Der Versuch aber, sich zu opfern, eröffnet Dani einen Zugang zu Jenas Perspektive und darüber zu sich selbst. Sie erkennt, dass, wenn sie selbst stirbt, Jena sich so fühlen wird wie sie jetzt. Dass es für Jena so aussehen muss, als sei sie geflohen und als habe sie nicht für ihre Schwester gelebt. Sie begreift, dass Jena gerade nicht aufgibt, sondern kämpft, und dass ihr Versuch, ihr Leben zu opfern, eine Flucht darstellt. Und daher beschließt sie zu leben.

Dieser Erkenntnisprozess, der einer Öffnung Danis gegenüber ihren Gefühlen gleichkommt, wird begleitet von einer sich entwickelnden Beziehung zu dem Klassenkameraden Jack. Jack befindet sich in einer ähnlichen Situation wie Dani – er muss damit umgehen, dass sein Vater sich nach einem Schicksalsschlag seinen Gefühlen verschließt. Diese Erfahrung führt ihn dazu, Dani direkt mit ihren verdrängten Aufgaben zu konfrontieren. Und auch dieses Anknüpfen an das Affekt-Geflecht einer anderen Familie gelingt Wylie in überzeugender Weise. Man erlebt, dass ähnliche Erfahrungen eine gemeinsame Sprache darstellen können, die bei anderen Knoten lösen und helfen kann, mit dem eigenen Schicksal umzugehen bzw. die darin verwobenen Aufgaben zu meistern.
Der Einfall, den inneren Reifungsprozess Danis anhand des Mythos der neun Leben einer Katze durchzuspielen, kann als gelungen bezeichnet werden, denn er zeigt in aller Deutlichkeit, wie dünn der Grashalm ist, an den Dani sich aus Verzweiflung klammert.
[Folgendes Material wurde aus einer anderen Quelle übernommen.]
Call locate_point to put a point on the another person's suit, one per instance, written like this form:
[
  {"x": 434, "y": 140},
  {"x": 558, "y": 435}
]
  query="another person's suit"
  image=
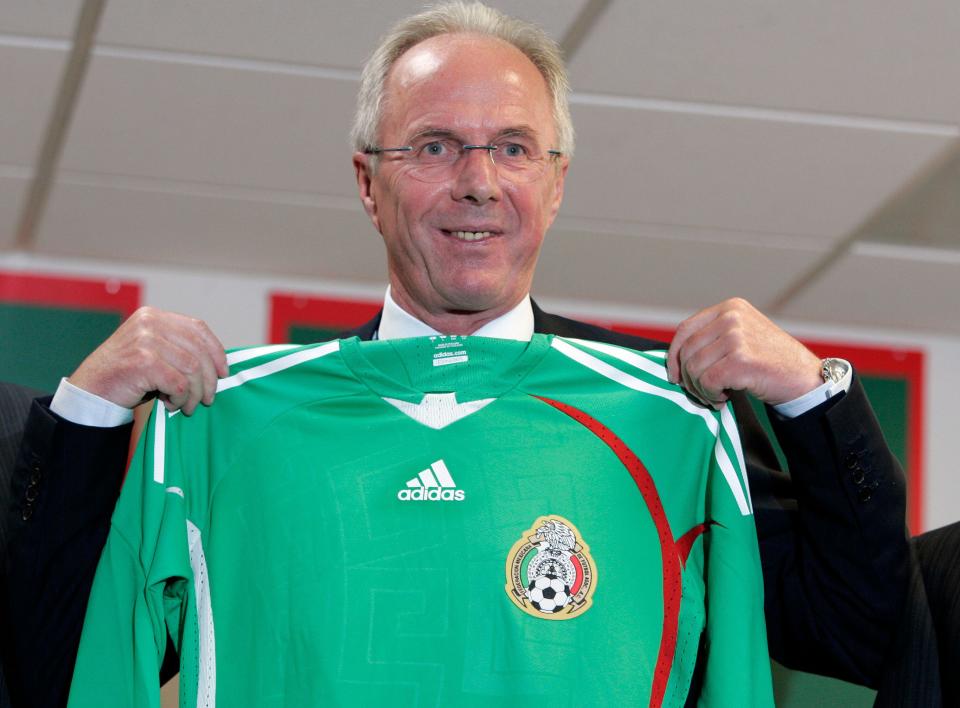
[
  {"x": 831, "y": 536},
  {"x": 14, "y": 403},
  {"x": 923, "y": 664}
]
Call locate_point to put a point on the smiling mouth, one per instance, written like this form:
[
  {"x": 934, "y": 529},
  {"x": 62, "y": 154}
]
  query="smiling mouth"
[{"x": 469, "y": 235}]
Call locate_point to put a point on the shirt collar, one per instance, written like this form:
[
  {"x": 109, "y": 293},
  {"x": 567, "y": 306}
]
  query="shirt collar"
[{"x": 395, "y": 322}]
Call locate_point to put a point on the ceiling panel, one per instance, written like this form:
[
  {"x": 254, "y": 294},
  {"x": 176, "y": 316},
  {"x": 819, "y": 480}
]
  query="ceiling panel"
[
  {"x": 334, "y": 34},
  {"x": 859, "y": 57},
  {"x": 208, "y": 124},
  {"x": 735, "y": 173},
  {"x": 29, "y": 77},
  {"x": 926, "y": 214},
  {"x": 884, "y": 286},
  {"x": 12, "y": 192},
  {"x": 101, "y": 221},
  {"x": 661, "y": 272},
  {"x": 39, "y": 18}
]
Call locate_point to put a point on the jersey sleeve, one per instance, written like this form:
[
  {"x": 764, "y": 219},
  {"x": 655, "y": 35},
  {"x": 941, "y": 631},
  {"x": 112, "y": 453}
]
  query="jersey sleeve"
[
  {"x": 137, "y": 579},
  {"x": 737, "y": 663}
]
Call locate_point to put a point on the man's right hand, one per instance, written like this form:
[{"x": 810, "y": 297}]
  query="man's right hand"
[{"x": 156, "y": 354}]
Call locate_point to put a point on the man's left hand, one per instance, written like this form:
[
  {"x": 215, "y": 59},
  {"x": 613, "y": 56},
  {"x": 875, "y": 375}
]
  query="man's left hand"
[{"x": 733, "y": 346}]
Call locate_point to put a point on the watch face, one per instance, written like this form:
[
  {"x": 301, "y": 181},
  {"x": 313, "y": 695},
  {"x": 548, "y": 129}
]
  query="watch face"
[{"x": 833, "y": 370}]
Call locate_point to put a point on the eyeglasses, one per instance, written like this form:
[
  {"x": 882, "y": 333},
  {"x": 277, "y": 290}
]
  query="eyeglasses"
[{"x": 434, "y": 159}]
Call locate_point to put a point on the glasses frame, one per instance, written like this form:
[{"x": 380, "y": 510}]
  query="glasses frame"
[{"x": 490, "y": 148}]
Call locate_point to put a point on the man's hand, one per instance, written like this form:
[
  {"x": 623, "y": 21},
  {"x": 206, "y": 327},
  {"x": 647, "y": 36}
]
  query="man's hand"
[
  {"x": 155, "y": 354},
  {"x": 732, "y": 346}
]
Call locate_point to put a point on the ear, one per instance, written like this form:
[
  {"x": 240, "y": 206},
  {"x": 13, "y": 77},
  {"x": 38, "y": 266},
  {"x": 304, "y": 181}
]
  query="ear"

Als Leser darf man in dieser zwischen Wut und Melancholie pendelnden Erzählung an den Erfahrungen von Dani und den andern Figuren teilhaben. Und dafür kann man Sarah Wylie dankbar sein. Denn darin, Erfahrungen zu sammeln, die man niemandem in seinem realen Leben wünscht, besteht eine Leistung von Literatur. Sie ermöglicht die Auseinandersetzung mit den anthropologischen Grundfragen der Menschen – in diesem Falle u.a. Tod und Liebe – und entlässt den Leser mit einem neuen Blick auf die ihn umgebende Wirklichkeit.
Sein Leben hinzugeben – um an das anfänglich zitierte Johannesevangelium anzuschließen – bedeutet eben insbesondere, für jemanden zu leben oder gelebt zu haben.

In ganz anderer Weise, aber mit vergleichbarer Eindrücklichkeit wie John Green in „Das Schicksal ist ein mieser Verräter“ erzählt Sarah Wylie in „Alle meine Leben“. Über die an manchen Stellen ungelenk oder plump wirkenden sprachlichen Bilder kann man getrost hinweglesen und das Buch allen empfehlen, die John Green als Bereicherung empfunden haben, aber gerne mehr über die andere Seite der Medaille erfahren wollen.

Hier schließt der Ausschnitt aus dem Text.